Tous ces outils n’étant pas pensés initialement dans une stratégie de transmission, cela renforce la posture de l’éducateur à s’appuyer sur les situations et outils du quotidien et les détourner au sein de la classe.
Finalement rien de nouveau, hormis la formidable vitesse de diffusion des pratiques numériques et d’une diversité d’imaginaires dans la société.

Comment opposez-vous (ou pas) low Tech et métavers ? Comment définissez-vous ces deux termes, et comment les appréhendez-vous au regard des missions de l’École ?

D’abord, définissons Métavers puisque tout le monde en parle, mais trop peu d’acteurs de la filière française des technologies immersives en situation de transmission sont aujourd’hui présents à Educatech.

Je représente une structure qui fédère plus de 150 acteurs et crée les conditions d’émancipation de cette filière professionnelle. Je me permets donc de vous livrer la définition stabilisée par ces professionnels afin de vous éloigner de tout discours médiatique sans fondement.

Le métavers c’est internet en 3D et immersif.

En clair c’est un réseau unique spatialisé permettant l’accès à différents espaces et services. Ce réseau doit présenter plusieurs caractéristiques, persistance, interconnexion réelle et virtuelle, spatialité.
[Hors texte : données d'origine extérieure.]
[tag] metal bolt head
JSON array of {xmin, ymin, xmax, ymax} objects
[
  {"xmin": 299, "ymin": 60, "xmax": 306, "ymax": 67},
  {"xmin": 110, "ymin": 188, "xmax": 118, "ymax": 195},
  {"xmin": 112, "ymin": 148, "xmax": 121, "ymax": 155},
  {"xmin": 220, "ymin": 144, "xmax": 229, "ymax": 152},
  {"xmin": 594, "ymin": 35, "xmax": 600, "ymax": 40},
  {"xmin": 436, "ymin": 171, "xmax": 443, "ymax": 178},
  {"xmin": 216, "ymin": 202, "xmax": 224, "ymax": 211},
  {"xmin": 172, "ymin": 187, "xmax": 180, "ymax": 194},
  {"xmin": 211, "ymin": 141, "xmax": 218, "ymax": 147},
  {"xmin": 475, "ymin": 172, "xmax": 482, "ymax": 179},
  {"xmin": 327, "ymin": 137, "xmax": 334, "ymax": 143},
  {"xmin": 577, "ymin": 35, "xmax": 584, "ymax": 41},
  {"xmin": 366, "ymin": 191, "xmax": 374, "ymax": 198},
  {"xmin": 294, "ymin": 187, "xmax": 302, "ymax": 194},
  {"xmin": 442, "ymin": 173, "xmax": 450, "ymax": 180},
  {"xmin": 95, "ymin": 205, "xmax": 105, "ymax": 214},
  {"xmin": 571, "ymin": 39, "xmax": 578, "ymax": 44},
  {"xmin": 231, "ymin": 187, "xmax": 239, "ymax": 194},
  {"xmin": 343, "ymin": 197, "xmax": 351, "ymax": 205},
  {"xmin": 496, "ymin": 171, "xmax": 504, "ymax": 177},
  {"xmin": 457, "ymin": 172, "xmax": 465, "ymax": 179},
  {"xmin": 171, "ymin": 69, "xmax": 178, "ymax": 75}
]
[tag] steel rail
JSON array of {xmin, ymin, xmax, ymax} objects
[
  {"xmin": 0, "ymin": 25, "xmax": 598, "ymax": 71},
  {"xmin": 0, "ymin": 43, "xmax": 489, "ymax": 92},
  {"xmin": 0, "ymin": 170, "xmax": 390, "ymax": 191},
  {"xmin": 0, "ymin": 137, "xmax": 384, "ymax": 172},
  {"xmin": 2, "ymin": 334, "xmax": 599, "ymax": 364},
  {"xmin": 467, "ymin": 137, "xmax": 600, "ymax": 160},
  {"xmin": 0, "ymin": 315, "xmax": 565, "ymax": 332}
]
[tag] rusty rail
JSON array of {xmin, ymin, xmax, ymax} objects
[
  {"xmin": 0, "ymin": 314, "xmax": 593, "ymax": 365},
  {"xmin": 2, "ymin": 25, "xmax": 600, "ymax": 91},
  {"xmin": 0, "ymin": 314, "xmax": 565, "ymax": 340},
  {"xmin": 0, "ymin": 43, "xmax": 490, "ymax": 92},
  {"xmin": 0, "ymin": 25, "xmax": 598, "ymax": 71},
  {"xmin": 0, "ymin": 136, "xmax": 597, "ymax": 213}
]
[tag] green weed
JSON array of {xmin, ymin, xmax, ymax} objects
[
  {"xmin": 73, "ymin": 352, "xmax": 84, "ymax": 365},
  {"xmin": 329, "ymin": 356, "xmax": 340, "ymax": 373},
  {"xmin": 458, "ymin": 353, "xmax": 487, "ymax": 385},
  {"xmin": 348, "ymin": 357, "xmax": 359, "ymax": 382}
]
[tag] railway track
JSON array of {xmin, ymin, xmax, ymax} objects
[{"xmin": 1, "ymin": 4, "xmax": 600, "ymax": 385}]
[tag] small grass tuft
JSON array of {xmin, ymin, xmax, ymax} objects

Ceci n’existe pas aujourd’hui et reste un horizon d’attente.

Il existe une autre définition qui est très marketing, le métavers c’est toutes les applications collaboratives, en ligne, ou utilisant les technologies liées au web 3 (crypto, NFT, Blockchain, ...)

En un sens la notion de Métavers n’est qu’une locomotive médiatique qui n’a ni pilote ni horizon.

Toutefois, cela permet d’éclairer toute une variété de technologies immersives qui elles, existent et sont utilisées depuis longtemps (formation des pilotes d’avion par exemple). Ces technologies immersives permettent notamment la découverte et l’expérimentation, y compris la mise en danger, dans un cadre sécurisé.


Il s’agit maintenant de définir le lien qui peut unir les technologies immersives et l’école.

De notre point de vue, et loin de tout fantasme porté par les industries du loisir et du divertissement, les technologies immersives ont une haute valeur éducative en dose homéopathique.

De même qu’aujourd’hui aucun enseignant ne passe ses journées avec sa classe devant un écran, il n’y aura pas plus d’interventions avec les technologies immersives, toutefois, les situations que permettent les contenus immersifs, offrent à chaque apprenant une situation éducative nouvelle, engageant son corps et le mouvement dans les apprentissages, offrant une qualité d’immersion dans les contenus inégalés à ce jour.

Cela induit automatiquement deux corrélations :

Les contenus doivent être d’excellente facture (risque de distanciation avec l’acte éducatif...)

La communauté éducative doit prendre le temps et avoir les conditions de l’appropriation des contenus et nouvelles pratiques (création de nouveaux espaces et modalités de formation, création de nouveaux métiers et de nouvelles pratiques de curation).


Ces technologies s’appuyant sur des équipements individuels, imposent, plus que jamais les stratégies de coopération et de mutualisation sur un territoire ne participent à la trajectoire de réduction de l’impact carbone.

L’idée de créer des lieux d’accès publics à internet au milieu des années 1990 et d’y amener les publics est aujourd’hui supplantée par des équipements personnels qui vont naviguer entre les publics et les structures.

L’avenir est par nécessité LowTech, et les high tech peuvent sembler tout à fait antinomiques de cette approche. Cependant on peut y appliquer une mentalité LowTech, faire peu, faire réparable, produire utile, réutiliser. Il faut quand on recourt à ces technologies s’assurer de l’utilité de la démarche et de son impact positif.

En ce sens les utiliser dans des contextes éducatifs est un des usages les plus nobles que l’on puisse imaginer. Une immersivité raisonnée apporte des gains significatifs en termes d’implication, de mémorisation et donc de capacité à choisir son avenir et à influer sur le cours des choses.